Peristiwa pencurian terjadi pada Sabtu, 24 Januari 2026 sekitar pukul 13.00 WIB di garasi rumah korban yang beralamat di Dukuh Tahudan, Desa Sambon, Kecamatan Banyudono. Kejadian tersebut kemudian dilaporkan ke Polsek Banyudono pada Rabu, 28 Januari 2026.
Korban merupakan seorang wiraswasta berusia 51 tahun, warga setempat. Berdasarkan keterangan yang diterima kepolisian, kejadian bermula saat istri korban menyuruh anaknya untuk membeli kebutuhan rumah tangga. Namun, saat hendak digunakan, sepeda motor milik keluarga yang terparkir di garasi rumah diketahui telah hilang.
Sepeda motor yang hilang merupakan satu unit Honda Scoopy tahun 2020 warna merah hitam dengan nomor polisi AD 39XX OM. Kunci kontak kendaraan tersebut diketahui berada di sepeda motor lain yang terparkir di dekat lokasi kejadian. Menyadari kendaraannya tidak ada di tempat, korban sempat melakukan pencarian di sekitar rumah, namun tidak menemukan hasil.
Akibat peristiwa tersebut, korban mengalami kerugian berupa satu unit sepeda motor beserta dokumen kendaraan. Selanjutnya, korban melaporkan kejadian tersebut ke Polsek Banyudono untuk ditindaklanjuti secara hukum.
Menindaklanjuti laporan tersebut, petugas kepolisian telah mendatangi tempat kejadian perkara (TKP), mencatat serta melakukan klarifikasi terhadap sejumlah saksi, dan mengamankan dokumen pendukung berupa fotokopi STNK, BPKB, serta surat keterangan leasing. Saat ini, terlapor masih dalam penyelidikan.

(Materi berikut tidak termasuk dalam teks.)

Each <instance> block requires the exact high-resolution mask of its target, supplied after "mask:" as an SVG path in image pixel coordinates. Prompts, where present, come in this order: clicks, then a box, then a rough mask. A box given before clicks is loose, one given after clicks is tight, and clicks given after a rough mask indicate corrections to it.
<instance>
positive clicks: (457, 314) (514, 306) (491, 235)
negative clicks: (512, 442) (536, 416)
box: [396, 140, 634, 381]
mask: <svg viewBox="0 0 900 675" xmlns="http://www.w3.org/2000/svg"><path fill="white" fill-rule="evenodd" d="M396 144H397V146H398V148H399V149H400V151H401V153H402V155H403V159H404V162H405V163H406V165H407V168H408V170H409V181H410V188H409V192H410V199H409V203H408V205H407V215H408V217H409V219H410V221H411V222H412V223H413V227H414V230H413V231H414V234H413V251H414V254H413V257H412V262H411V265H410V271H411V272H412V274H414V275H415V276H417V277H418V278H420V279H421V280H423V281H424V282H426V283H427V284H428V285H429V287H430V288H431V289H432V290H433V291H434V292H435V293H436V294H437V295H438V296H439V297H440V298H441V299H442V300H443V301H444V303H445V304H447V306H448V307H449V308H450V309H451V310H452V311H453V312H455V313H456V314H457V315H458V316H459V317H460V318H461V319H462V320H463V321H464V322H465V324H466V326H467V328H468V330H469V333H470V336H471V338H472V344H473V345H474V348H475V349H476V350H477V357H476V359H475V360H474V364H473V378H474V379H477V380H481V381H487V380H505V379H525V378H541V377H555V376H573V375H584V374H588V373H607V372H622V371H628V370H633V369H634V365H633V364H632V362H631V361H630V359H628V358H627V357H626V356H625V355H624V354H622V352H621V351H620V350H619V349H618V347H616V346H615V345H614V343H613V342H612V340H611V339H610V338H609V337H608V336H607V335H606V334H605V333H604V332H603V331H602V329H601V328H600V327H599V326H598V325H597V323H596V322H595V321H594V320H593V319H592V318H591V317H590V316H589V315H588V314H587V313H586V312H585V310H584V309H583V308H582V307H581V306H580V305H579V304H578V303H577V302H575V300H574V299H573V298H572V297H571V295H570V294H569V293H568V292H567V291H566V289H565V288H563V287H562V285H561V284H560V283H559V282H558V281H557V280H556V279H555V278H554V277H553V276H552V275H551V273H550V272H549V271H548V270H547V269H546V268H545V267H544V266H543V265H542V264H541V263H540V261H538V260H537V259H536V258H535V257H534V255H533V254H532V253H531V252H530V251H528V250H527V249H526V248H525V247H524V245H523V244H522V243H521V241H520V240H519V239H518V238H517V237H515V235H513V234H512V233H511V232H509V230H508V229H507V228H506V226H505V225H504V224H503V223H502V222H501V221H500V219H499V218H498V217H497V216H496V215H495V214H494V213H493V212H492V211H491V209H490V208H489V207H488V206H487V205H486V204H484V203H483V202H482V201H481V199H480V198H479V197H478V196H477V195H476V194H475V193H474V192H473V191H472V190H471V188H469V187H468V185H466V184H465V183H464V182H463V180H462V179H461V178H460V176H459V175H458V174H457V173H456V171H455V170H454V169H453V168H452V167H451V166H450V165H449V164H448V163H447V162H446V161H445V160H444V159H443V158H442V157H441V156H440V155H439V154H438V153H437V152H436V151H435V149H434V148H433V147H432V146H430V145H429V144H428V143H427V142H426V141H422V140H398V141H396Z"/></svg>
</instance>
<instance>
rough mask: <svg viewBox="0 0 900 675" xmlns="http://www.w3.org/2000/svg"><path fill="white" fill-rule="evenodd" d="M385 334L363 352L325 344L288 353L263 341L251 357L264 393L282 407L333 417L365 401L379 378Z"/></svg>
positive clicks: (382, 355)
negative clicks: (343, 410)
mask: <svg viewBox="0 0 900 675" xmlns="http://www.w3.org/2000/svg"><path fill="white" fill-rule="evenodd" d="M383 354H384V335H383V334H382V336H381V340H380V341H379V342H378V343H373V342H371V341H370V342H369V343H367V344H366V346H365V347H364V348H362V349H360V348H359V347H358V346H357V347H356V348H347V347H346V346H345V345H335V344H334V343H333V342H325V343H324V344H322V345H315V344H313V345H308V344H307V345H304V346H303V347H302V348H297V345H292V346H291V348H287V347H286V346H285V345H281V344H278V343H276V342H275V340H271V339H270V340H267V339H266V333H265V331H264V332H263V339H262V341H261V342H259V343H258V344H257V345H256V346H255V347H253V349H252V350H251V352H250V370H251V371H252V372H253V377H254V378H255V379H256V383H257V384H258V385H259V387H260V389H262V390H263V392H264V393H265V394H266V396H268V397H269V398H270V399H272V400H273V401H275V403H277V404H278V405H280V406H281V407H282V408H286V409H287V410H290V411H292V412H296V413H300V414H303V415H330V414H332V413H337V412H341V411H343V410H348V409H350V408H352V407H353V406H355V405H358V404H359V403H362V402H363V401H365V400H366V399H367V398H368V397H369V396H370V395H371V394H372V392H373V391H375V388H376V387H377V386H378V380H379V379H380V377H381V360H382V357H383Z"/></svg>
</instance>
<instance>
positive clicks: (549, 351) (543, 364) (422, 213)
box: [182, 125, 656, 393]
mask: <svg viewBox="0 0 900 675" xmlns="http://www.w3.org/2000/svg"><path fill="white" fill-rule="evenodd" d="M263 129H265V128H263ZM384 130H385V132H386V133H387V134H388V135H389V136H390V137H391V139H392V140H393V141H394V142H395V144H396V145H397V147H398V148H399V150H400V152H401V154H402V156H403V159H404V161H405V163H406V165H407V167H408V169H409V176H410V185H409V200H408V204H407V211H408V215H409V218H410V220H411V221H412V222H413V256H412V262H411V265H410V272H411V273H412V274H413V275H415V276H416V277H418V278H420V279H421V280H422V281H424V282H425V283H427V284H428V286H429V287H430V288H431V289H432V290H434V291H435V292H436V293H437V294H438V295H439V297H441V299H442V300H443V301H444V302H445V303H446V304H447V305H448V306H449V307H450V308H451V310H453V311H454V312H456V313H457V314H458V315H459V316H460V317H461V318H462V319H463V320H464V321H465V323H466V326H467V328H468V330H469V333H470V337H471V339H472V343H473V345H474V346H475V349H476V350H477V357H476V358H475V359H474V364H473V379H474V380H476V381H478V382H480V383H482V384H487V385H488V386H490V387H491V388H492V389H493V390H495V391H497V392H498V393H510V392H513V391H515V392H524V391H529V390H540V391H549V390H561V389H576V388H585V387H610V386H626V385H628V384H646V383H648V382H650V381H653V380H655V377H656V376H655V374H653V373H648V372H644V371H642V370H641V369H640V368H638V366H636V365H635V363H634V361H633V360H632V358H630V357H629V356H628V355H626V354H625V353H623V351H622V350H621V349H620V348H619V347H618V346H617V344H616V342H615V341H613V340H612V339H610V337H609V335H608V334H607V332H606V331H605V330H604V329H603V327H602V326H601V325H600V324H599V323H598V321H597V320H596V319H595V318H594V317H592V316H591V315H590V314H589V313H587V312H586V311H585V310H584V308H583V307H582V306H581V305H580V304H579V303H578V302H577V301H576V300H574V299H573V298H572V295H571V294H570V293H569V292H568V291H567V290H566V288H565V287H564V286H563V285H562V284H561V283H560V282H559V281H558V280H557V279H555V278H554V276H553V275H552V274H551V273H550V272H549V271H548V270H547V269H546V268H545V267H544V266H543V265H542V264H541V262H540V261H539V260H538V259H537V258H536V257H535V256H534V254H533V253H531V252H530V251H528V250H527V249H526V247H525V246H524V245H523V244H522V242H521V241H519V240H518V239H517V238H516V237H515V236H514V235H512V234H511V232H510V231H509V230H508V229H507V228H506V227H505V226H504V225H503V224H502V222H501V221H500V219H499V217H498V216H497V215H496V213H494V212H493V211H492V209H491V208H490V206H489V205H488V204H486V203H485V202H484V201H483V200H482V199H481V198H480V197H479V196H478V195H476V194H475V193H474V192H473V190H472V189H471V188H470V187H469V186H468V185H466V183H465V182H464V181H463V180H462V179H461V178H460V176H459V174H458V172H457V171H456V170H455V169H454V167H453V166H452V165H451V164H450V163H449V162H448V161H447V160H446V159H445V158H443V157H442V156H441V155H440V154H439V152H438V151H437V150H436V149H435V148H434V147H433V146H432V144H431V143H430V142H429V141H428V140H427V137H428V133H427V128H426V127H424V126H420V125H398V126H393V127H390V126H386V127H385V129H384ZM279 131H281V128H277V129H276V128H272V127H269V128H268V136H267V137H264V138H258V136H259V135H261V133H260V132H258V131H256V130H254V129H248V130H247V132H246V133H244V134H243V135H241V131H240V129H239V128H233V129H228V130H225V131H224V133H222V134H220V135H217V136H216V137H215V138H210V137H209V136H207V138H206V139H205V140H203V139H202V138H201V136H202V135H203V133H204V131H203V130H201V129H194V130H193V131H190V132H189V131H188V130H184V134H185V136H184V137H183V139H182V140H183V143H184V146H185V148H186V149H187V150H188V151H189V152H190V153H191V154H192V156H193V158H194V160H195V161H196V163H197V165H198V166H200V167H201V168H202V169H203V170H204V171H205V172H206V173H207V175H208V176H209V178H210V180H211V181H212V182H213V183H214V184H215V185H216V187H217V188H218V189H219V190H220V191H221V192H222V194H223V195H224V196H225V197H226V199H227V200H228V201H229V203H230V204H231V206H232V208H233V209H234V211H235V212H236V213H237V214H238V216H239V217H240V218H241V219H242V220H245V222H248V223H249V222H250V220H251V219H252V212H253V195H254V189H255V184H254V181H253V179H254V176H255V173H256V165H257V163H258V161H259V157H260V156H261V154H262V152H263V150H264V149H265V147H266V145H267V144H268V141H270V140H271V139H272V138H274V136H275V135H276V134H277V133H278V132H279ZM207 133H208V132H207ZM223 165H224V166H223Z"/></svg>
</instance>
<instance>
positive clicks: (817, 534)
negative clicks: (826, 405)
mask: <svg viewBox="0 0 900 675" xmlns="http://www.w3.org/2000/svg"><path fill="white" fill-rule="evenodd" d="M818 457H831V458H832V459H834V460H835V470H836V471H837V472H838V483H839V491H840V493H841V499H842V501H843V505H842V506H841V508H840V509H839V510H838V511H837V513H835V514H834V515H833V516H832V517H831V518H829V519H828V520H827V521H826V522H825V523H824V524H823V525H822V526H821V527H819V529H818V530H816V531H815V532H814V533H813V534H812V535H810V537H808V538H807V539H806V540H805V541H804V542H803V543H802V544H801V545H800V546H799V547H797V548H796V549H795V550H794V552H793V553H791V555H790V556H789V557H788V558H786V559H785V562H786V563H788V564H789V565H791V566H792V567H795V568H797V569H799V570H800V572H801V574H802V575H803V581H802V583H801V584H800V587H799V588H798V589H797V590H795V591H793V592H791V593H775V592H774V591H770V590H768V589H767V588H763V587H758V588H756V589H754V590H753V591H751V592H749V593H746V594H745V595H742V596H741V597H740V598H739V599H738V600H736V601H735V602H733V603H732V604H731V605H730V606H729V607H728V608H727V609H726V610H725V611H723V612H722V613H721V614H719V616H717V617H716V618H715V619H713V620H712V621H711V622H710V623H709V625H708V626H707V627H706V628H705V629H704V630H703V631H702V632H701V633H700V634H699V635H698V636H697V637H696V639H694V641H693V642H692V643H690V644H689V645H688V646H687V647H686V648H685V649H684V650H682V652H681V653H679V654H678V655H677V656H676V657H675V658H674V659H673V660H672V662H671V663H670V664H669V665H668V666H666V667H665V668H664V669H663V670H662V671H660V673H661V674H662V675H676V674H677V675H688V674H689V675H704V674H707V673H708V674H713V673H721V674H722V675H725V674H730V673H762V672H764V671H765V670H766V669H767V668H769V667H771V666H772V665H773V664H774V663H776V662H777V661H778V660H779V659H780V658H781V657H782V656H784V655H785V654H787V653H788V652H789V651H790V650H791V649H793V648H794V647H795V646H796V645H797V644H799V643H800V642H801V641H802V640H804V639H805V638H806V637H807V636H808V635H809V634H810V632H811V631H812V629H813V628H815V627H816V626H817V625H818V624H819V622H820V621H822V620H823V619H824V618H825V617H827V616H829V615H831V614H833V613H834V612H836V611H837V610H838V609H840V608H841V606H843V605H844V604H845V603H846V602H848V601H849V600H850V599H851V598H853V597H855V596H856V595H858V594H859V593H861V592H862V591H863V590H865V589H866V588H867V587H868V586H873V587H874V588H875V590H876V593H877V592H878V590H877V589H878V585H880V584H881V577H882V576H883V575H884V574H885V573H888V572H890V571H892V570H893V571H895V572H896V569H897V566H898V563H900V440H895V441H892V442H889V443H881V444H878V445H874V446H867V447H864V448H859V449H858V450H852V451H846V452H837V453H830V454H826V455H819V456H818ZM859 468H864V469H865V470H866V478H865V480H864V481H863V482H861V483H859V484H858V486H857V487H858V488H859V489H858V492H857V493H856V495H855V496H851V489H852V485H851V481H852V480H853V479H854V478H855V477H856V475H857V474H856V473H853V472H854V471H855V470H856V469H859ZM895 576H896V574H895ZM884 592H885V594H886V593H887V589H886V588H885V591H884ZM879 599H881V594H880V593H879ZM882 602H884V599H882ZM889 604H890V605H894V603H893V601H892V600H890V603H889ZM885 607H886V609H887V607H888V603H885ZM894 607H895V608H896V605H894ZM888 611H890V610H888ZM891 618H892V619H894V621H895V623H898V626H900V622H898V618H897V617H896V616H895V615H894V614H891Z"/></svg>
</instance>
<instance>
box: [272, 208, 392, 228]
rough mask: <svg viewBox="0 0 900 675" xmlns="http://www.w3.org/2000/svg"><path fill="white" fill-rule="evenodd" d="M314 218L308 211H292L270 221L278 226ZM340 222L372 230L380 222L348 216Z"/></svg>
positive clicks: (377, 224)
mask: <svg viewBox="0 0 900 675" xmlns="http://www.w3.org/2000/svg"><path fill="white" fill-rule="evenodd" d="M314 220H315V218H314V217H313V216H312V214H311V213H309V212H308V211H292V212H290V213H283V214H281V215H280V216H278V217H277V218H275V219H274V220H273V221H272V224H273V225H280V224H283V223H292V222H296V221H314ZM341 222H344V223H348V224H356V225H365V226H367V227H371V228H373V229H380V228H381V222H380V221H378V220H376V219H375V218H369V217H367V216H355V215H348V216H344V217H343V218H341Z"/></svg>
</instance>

Kapolsek Banyudono melalui Unit Reskrim menyampaikan bahwa pihaknya terus melakukan pendalaman kasus dan berkoordinasi dengan Resmob Satreskrim Polres Boyolali guna mengungkap pelaku pencurian tersebut.
Polisi mengimbau masyarakat untuk meningkatkan kewaspadaan, khususnya dalam memarkir kendaraan bermotor, serta memastikan sistem pengamanan yang memadai guna mencegah terjadinya tindak pidana serupa.